Tony Mills, Director of Online Tax Rebates, has shared some insight into how a person can reduce the risk of falling victim to tax refund scams.
He said: “Fraudsters are also now using variations on the same scams using SMS messaging, phone calls and WhatsApp.
“Each year these communications look more and more authentic.”
So, how can a person help to lower the likelihood of being subject to a scam?
“The best way to protect yourself from falling victim is to question every communication you get from a government organisation asking for your details,” Mr Mills said.
What’s more, questioning an electronic message which is said to be from HMRC could be important – as there could be a sign that the person who has got in contact is actually a fraudster.
The tax refund expert explained: “If you receive an electronic message (via email, social media or text) from HMRC you should be highly sceptical.
“Although there are many reasons you might be owed tax, such as for uniform allowance, marriage allowance or mileage allowance you will nearly always have to contact them to get it.
“On the rare occasion HMRC may contact you directly, they will send you a letter in the post.”
Another top tip is to do some research into any tax refund companies who may get in touch.
“Tax refund companies may also contact you by email about being owed a refund and these are usually legitimate, but you should do a google search on the website before entering a claim,” he said.
Other top tips include:
- Never ever provide bank details in the face of an unsolicited communication about tax
- Many scam emails are written overseas so it’s common for them to use clunky terms or type GDP instead of using a £ sign
- Always look at the full email address of the sender; a scam address is likely to be long, use numbers and symbols and not be a “.co.uk” address
- Never open a download or attachment – HMRC will never ask you to do this
- Fraudsters can also put the pressure on to make you act quickly and make split-second decisions, like threaten you with arrest warrants and legal action if you “supposedly” owe HMRC money.
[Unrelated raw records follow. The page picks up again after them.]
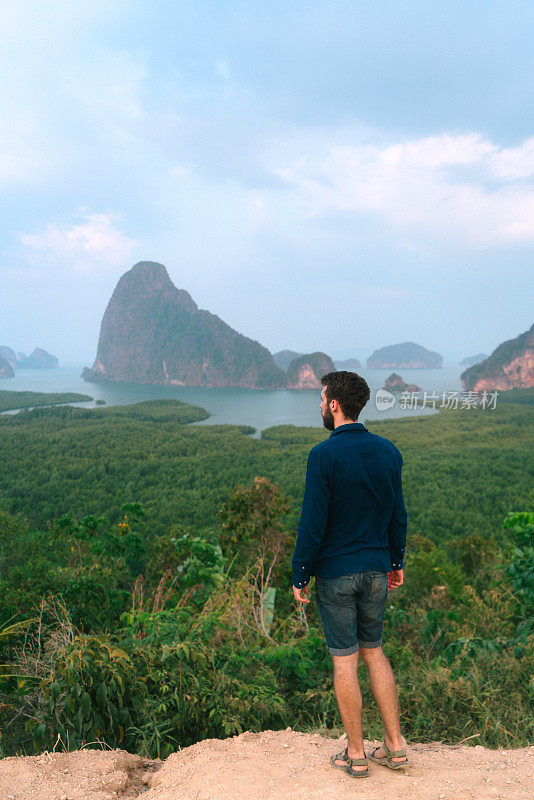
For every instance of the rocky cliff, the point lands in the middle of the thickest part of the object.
(470, 361)
(349, 364)
(9, 355)
(394, 383)
(154, 333)
(510, 366)
(286, 764)
(406, 355)
(284, 358)
(39, 359)
(306, 371)
(6, 370)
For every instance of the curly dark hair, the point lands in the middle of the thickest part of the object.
(349, 389)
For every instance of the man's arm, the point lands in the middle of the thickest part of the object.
(397, 529)
(313, 517)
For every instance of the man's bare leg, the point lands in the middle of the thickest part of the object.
(385, 692)
(349, 701)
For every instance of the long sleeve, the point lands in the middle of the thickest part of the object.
(313, 517)
(398, 524)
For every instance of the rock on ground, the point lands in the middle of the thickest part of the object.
(273, 765)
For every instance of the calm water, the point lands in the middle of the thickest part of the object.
(258, 408)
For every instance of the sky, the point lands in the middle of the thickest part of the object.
(334, 176)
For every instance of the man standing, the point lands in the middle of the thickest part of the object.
(351, 536)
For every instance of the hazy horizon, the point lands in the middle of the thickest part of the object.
(322, 176)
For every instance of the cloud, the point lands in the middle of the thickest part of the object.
(461, 188)
(110, 88)
(94, 243)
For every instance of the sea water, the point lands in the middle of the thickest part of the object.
(260, 408)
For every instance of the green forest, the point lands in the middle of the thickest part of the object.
(145, 568)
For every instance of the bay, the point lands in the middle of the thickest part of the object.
(260, 408)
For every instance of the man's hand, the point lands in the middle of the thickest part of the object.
(299, 593)
(395, 579)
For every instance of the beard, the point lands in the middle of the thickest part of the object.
(328, 420)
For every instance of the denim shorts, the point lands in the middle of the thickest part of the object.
(352, 610)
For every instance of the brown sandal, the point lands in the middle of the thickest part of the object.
(386, 760)
(349, 763)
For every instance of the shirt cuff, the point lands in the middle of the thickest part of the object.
(301, 576)
(397, 559)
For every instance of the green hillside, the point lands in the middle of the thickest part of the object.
(137, 551)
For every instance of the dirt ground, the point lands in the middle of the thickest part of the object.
(272, 765)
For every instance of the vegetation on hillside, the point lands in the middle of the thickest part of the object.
(151, 625)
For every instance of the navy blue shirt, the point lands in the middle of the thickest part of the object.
(353, 516)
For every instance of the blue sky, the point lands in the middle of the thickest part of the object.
(332, 176)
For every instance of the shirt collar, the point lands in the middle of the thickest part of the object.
(350, 426)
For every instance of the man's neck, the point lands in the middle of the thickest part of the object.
(343, 421)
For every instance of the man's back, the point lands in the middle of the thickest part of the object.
(353, 516)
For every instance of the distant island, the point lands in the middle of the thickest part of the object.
(284, 358)
(470, 361)
(154, 333)
(6, 370)
(39, 359)
(349, 364)
(510, 366)
(406, 355)
(394, 383)
(306, 371)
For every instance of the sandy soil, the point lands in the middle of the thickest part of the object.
(272, 765)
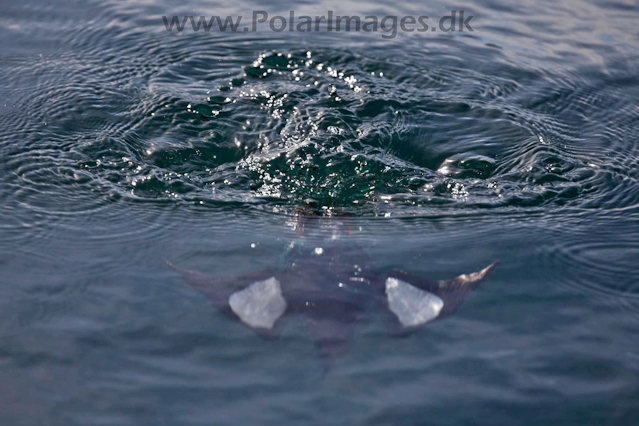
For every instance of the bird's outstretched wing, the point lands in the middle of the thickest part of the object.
(414, 301)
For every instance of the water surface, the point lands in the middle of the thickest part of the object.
(122, 144)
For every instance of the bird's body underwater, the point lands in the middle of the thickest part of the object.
(334, 287)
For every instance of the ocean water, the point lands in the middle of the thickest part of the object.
(123, 145)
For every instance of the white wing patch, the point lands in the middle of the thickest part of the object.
(411, 305)
(260, 304)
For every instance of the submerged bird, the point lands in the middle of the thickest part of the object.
(333, 287)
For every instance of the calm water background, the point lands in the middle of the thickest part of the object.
(122, 145)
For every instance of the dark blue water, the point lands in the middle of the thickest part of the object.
(122, 145)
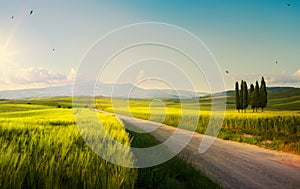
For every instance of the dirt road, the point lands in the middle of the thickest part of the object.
(232, 164)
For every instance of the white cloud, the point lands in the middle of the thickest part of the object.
(297, 74)
(35, 77)
(141, 75)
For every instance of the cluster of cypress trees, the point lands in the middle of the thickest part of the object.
(257, 96)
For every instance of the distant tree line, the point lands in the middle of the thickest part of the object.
(256, 96)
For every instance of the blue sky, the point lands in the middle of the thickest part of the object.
(245, 37)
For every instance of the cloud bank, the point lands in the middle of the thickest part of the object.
(35, 77)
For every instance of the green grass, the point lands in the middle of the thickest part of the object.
(273, 128)
(174, 173)
(42, 148)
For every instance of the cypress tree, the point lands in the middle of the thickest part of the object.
(255, 102)
(263, 94)
(241, 95)
(245, 96)
(237, 97)
(251, 94)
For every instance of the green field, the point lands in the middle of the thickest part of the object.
(41, 147)
(278, 127)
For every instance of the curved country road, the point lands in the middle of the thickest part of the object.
(232, 164)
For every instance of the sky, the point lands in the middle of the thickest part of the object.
(249, 39)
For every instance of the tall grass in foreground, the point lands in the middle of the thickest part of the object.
(43, 149)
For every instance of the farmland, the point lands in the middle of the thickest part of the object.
(41, 147)
(278, 127)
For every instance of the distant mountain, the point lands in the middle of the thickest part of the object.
(118, 90)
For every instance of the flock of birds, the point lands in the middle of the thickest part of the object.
(227, 72)
(276, 62)
(30, 13)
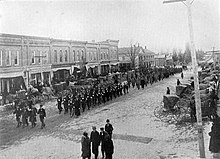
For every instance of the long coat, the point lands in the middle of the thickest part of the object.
(86, 147)
(214, 144)
(108, 146)
(95, 139)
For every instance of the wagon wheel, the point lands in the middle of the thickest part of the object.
(160, 113)
(180, 110)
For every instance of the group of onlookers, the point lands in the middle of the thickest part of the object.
(103, 138)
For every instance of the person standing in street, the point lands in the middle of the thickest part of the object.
(86, 146)
(109, 128)
(182, 75)
(168, 90)
(95, 140)
(59, 103)
(103, 135)
(33, 115)
(42, 115)
(108, 147)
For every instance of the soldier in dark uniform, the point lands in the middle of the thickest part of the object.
(33, 115)
(103, 95)
(77, 106)
(108, 128)
(65, 103)
(71, 105)
(42, 115)
(88, 100)
(18, 112)
(59, 104)
(25, 114)
(83, 101)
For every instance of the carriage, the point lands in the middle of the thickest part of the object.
(172, 108)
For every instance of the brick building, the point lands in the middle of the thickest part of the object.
(30, 59)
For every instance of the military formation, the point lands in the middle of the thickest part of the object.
(77, 101)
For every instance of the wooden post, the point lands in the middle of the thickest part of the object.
(196, 84)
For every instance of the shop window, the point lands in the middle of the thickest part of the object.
(55, 56)
(39, 57)
(78, 55)
(16, 62)
(33, 57)
(1, 57)
(74, 56)
(66, 56)
(61, 56)
(45, 57)
(8, 57)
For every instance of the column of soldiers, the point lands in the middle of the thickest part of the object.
(27, 112)
(79, 100)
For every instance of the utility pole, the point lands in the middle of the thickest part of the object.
(214, 52)
(196, 80)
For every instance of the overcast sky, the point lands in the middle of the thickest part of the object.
(159, 26)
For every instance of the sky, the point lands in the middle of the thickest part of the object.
(160, 27)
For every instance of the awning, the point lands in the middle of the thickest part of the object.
(92, 65)
(11, 74)
(114, 63)
(61, 68)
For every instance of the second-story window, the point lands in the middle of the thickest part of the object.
(55, 56)
(16, 58)
(78, 55)
(94, 54)
(33, 57)
(1, 57)
(45, 57)
(66, 56)
(8, 57)
(74, 56)
(61, 56)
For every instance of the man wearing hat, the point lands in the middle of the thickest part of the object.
(103, 135)
(95, 140)
(109, 128)
(42, 115)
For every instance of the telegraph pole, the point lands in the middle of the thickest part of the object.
(196, 80)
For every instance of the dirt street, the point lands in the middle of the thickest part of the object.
(137, 134)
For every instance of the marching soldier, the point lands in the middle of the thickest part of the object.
(65, 103)
(59, 104)
(77, 106)
(71, 105)
(18, 113)
(42, 115)
(33, 115)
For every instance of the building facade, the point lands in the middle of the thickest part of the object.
(27, 59)
(141, 57)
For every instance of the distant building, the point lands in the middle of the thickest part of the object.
(160, 60)
(28, 60)
(137, 56)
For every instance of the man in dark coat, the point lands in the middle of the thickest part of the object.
(42, 115)
(86, 146)
(108, 147)
(33, 115)
(59, 103)
(214, 145)
(77, 107)
(95, 139)
(103, 135)
(109, 128)
(18, 113)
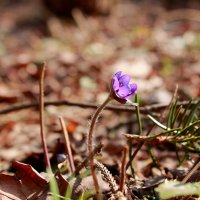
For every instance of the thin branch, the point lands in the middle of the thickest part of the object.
(118, 108)
(194, 169)
(96, 150)
(139, 146)
(69, 152)
(123, 169)
(46, 157)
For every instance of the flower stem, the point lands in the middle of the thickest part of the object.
(90, 144)
(44, 144)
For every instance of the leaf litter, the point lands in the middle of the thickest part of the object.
(81, 57)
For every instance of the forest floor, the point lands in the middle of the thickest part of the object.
(159, 49)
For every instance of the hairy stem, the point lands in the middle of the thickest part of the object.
(90, 145)
(44, 145)
(123, 169)
(68, 147)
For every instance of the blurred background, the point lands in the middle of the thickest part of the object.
(85, 42)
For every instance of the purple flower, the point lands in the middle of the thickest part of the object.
(121, 88)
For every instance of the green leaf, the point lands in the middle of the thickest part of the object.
(157, 122)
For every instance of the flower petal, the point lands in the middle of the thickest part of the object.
(115, 83)
(123, 91)
(124, 80)
(133, 87)
(118, 74)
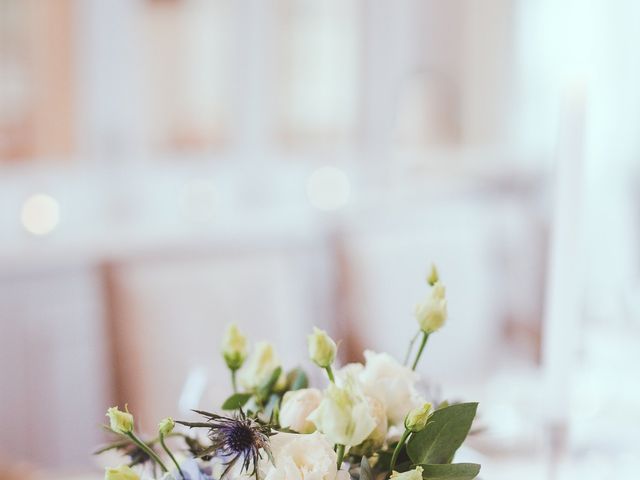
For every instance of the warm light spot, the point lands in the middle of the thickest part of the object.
(200, 200)
(328, 188)
(40, 214)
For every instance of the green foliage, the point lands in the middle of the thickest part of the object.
(455, 471)
(235, 401)
(297, 379)
(445, 431)
(365, 470)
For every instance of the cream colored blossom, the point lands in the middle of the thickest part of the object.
(120, 422)
(259, 367)
(121, 473)
(302, 457)
(234, 347)
(344, 415)
(322, 349)
(166, 426)
(296, 407)
(390, 382)
(417, 418)
(432, 312)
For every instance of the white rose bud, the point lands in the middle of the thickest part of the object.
(432, 312)
(344, 415)
(121, 422)
(297, 457)
(390, 382)
(234, 347)
(296, 407)
(259, 367)
(415, 474)
(433, 277)
(166, 426)
(121, 473)
(377, 437)
(322, 349)
(417, 418)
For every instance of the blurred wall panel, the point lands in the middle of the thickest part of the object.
(54, 378)
(385, 260)
(36, 79)
(319, 52)
(188, 52)
(170, 315)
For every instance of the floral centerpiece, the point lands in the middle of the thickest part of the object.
(369, 422)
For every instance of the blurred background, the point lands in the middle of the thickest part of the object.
(169, 166)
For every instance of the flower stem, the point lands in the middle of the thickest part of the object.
(173, 459)
(234, 381)
(340, 452)
(396, 452)
(331, 377)
(147, 450)
(413, 340)
(425, 337)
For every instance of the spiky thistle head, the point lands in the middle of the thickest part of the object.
(237, 438)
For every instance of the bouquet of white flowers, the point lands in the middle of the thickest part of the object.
(369, 422)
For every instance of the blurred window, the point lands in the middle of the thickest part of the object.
(320, 55)
(188, 75)
(36, 108)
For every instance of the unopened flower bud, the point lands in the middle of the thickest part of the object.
(120, 422)
(417, 418)
(234, 347)
(322, 349)
(432, 312)
(121, 473)
(166, 426)
(432, 279)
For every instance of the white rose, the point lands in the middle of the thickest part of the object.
(259, 367)
(344, 415)
(377, 437)
(302, 457)
(351, 371)
(296, 407)
(393, 384)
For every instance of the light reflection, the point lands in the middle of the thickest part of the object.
(328, 188)
(40, 214)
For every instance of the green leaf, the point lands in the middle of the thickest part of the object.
(365, 470)
(297, 379)
(235, 401)
(445, 431)
(272, 406)
(456, 471)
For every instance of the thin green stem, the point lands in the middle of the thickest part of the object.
(173, 459)
(330, 373)
(396, 452)
(234, 381)
(425, 337)
(147, 450)
(411, 343)
(340, 452)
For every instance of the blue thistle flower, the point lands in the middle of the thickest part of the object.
(238, 438)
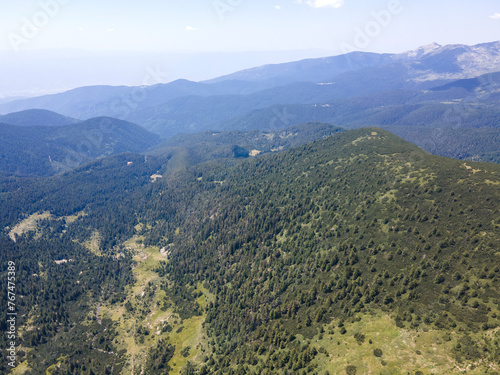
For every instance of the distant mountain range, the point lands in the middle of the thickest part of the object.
(37, 117)
(449, 89)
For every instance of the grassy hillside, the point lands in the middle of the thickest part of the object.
(358, 253)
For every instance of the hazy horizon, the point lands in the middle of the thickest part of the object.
(49, 46)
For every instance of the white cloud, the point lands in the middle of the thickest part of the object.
(323, 3)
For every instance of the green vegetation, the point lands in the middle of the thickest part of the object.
(47, 150)
(358, 253)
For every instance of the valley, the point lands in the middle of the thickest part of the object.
(327, 216)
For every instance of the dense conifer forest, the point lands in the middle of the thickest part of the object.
(355, 253)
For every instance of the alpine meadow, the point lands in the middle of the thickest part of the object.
(269, 203)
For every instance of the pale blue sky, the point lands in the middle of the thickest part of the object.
(243, 25)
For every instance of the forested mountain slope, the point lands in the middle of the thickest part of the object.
(47, 150)
(356, 253)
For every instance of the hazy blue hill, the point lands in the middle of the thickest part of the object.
(309, 70)
(354, 74)
(185, 150)
(37, 117)
(44, 150)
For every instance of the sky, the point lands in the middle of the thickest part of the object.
(50, 46)
(244, 25)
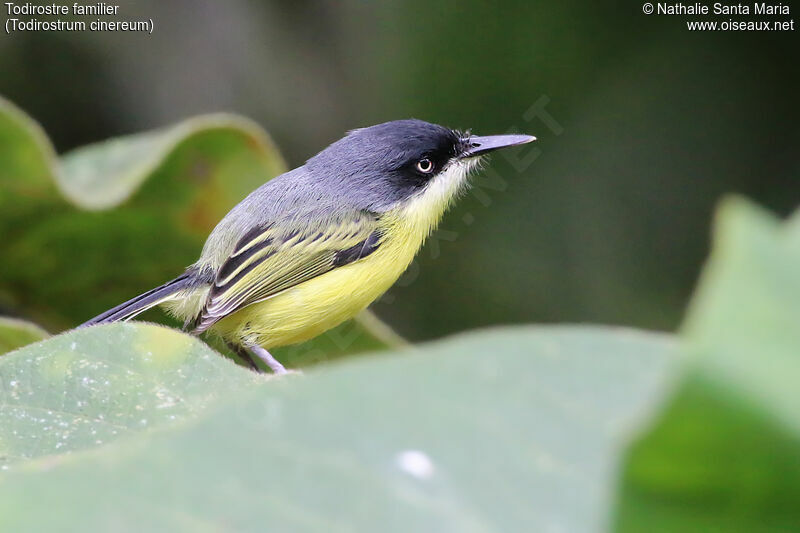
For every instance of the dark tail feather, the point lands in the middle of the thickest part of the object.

Never be pressurised to hand over sensitive information
- A spam filter can reduce the number of phishing emails reaching your inbox. These filters use algorithms to identify fraudulent emails and reject email with untrustworthy addresses
Old fashioned scams
While fraudsters have been spotted operating online, Mr Mills explained that that’s not to say that old-fashioned tactics haven’t been catching taxpayers out.
He warned: “Beware of people turning up at your place of work or home and asking you to fill out a paper form to check if you are due a refund.
“This is a popular scam where someone promises to collect your refund on your behalf but then disappears when it’s paid out.
“Only ever make a claim through a verifiable online tax refund service you’ve personally chosen to guarantee you’ll get your pay out.”